Zimbabwe anticipates augmenting its 32.4 tonnes of gold production realized in 2018 to 100 tonnes by 2023 translating to US$ 4 billion in revenue receipts annually from the sub-sector alone.
It also plans to revamp the platinum metals sector to earn US$ 3 billion while chrome is targeted to up its output from 369 000 tonnes to 1.1 million tonnes by 2023.
The diamond sector is also tipped to be central in attaining the US$12 billion target and is projected to produce 10 million carats from current levels of around 1.5 million carats.
The Zimbabwe Consolidated Diamond Mining company (ZCDC) earlier this year indicated that it expects to double production to over three million carats this year but this was prior to the covid-19 pandemic.
The pandemic has hence brought undesired effects to the prices on the international markets, as Zimbabwe is only just a price-taker.
Global consulting firm, Deloitte recently pointed to price falls in commodities including copper, iron ore and zinc, in its Understanding the Sector Impact of COVID-19: Mining & Metals report.
Recovery is expected to be slower than initially expected as lockdown restrictions in major economies continue to drag growth in the global economy.
Major commodity off-takers such as China were the pandemic started have witnessed contraction in their economies and will have less appetite for minerals.
Yet for producers like Zimbabwe, the mining sector faces far much greater challenges.
Before lockdown, Zimbabwe Chamber of Mines had projected that the country could lose 60 percent of its mineral production in the second quarter valued at US$400 million and reported that by March 2020 the industry had lost more than US$200 million.
Furthermore, production in Zimbabwe’s mines was halted beginning of lockdown end of March.
An environmental conservation lobby group, Zimbabwe Environmental Lawyers Association (ZELA) in its Mining Communities Situational Report for May 2020 noted that the Covid-19 restrictive measures did not only affect mineral production on site but also obliterated of supply chains within the sector.
“Production has also been affected by closure of mining equipment suppliers and services, although these have now been opened following the relaxation of the lockdown through SI 99 of 2020,” the report said.
The pandemic is further expected to reduce deliveries, particularly in the gold sub-sector as witnessed in an increase in illicit trading of commodities.
A recent Kimberly Process Civil Society Coalition study attested to the negative effects of lockdown restrictions on diamond sales at global auction markets.
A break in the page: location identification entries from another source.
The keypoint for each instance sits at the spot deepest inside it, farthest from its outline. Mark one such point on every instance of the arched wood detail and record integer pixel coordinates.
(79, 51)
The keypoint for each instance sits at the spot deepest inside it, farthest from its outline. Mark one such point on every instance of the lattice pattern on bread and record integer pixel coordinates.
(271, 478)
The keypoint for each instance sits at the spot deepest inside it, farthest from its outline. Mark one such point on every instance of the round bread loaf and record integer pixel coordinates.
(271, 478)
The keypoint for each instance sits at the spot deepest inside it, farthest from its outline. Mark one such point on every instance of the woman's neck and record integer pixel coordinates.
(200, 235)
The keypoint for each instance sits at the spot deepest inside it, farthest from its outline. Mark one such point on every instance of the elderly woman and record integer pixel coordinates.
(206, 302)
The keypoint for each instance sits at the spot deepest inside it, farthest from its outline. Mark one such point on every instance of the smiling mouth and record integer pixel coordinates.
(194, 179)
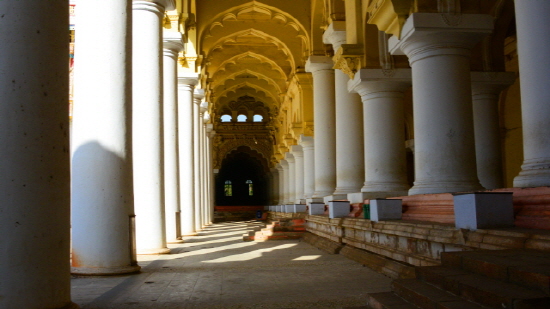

In the small scale mining sector, gold deliveries are already skewed towards informal buyers and worse still, the prices have dropped.
“As on the 6th of May, black market gold dealers were buying gold on the cheap at US$42 per gram, while Fidelity Printers and Refineries (FPR) was buying at US$47 per gram but subjecting the price to the 55% in US$ and 45% in RTGS policy,”
“Cash shortages in US$ at the banks is also said to be a factor in the low prices being offered for gold. For black market dealers with the financial muscle such low prices are good for business since gold is a store of value,” the ZELA report said.
With so many loose ends yet to be tied, Zimbabwe’s mining sector faces mega headwinds which are predominantly external as exacerbated by the Covid-19 pandemic and these have already started to dampen traction towards the US$12 billion mining economy with just three years left.